Je ne sais pas si c'est le cas des tous les expatriés, mais même chez soi, on se sent un peu en décalage. Pas vraiment d'ailleurs, bien sûr, mais plus vraiment d'ici.
J'ai depuis huit jours un sentiment étrange de planète rétrécie. Or c'est d'autant plus bizarre, que le monde pour moi, est plus réduit à Washington où j'ai peu d'amis, quelques connaissances, et une vie beaucoup plus tranquille dans un pays, une société que je découvre, que j'observe, que je regarde avec gourmandise.
Alors qu'ici, j'ai ma famille, mes amis, mes quartiers, mes lieux de vie, mes habitudes, mes références, ma culture, mes journaux, ma langue.

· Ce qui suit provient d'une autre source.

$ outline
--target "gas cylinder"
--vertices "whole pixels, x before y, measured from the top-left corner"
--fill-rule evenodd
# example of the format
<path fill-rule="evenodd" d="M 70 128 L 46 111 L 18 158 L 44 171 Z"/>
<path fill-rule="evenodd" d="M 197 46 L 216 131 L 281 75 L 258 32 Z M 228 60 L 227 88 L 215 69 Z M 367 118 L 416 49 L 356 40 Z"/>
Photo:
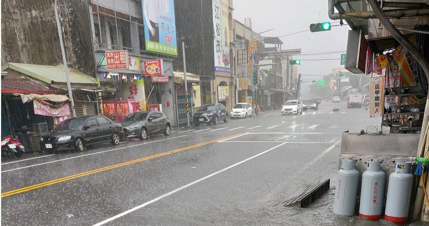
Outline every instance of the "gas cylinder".
<path fill-rule="evenodd" d="M 366 171 L 362 174 L 359 207 L 360 217 L 374 220 L 381 218 L 386 179 L 386 174 L 382 171 L 382 164 L 378 161 L 368 162 Z"/>
<path fill-rule="evenodd" d="M 334 200 L 334 213 L 344 216 L 354 214 L 356 196 L 359 184 L 357 160 L 342 160 L 341 169 L 336 174 Z"/>
<path fill-rule="evenodd" d="M 389 177 L 384 220 L 404 223 L 408 218 L 413 176 L 411 162 L 398 162 L 394 172 Z"/>

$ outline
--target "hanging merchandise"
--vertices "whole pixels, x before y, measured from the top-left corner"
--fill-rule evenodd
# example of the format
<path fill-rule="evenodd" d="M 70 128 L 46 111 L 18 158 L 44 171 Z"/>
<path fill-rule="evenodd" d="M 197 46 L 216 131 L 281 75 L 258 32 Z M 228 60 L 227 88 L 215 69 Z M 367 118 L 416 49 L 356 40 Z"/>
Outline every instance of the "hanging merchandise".
<path fill-rule="evenodd" d="M 357 160 L 342 160 L 336 174 L 334 200 L 334 213 L 343 216 L 354 214 L 359 184 L 359 172 L 356 170 Z"/>
<path fill-rule="evenodd" d="M 382 164 L 378 161 L 366 163 L 366 171 L 362 174 L 359 216 L 374 220 L 382 217 L 386 178 Z"/>
<path fill-rule="evenodd" d="M 408 219 L 408 209 L 412 184 L 411 162 L 397 162 L 394 172 L 389 177 L 384 220 L 394 223 L 404 223 Z"/>
<path fill-rule="evenodd" d="M 380 64 L 382 69 L 386 68 L 388 66 L 388 64 L 387 56 L 382 54 L 380 54 L 377 56 L 377 60 Z"/>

Or il y a comme une distance qui s'est créée. Pas avec les proches bien sûr, mais peut-être avec les préoccupations d'une société parisienne que je connais bien. Ce qui me paraissait éminemment important me paraît beaucoup plus négligeable, et les petites choses qu'on ne voit plus à force de les côtoyer me heurtent plus fort qu'avant.
Deux exemples pour que ce discours ne soit pas abstrait: l'omni-présence et l'omni-absence de la crise. Les deux à la fois. Plus de sans abris que jamais dans les rues de Paris. Pas un carrefour sans quelqu'un qui vous tende son gobelet en carton pour qu'on y jette une pièce.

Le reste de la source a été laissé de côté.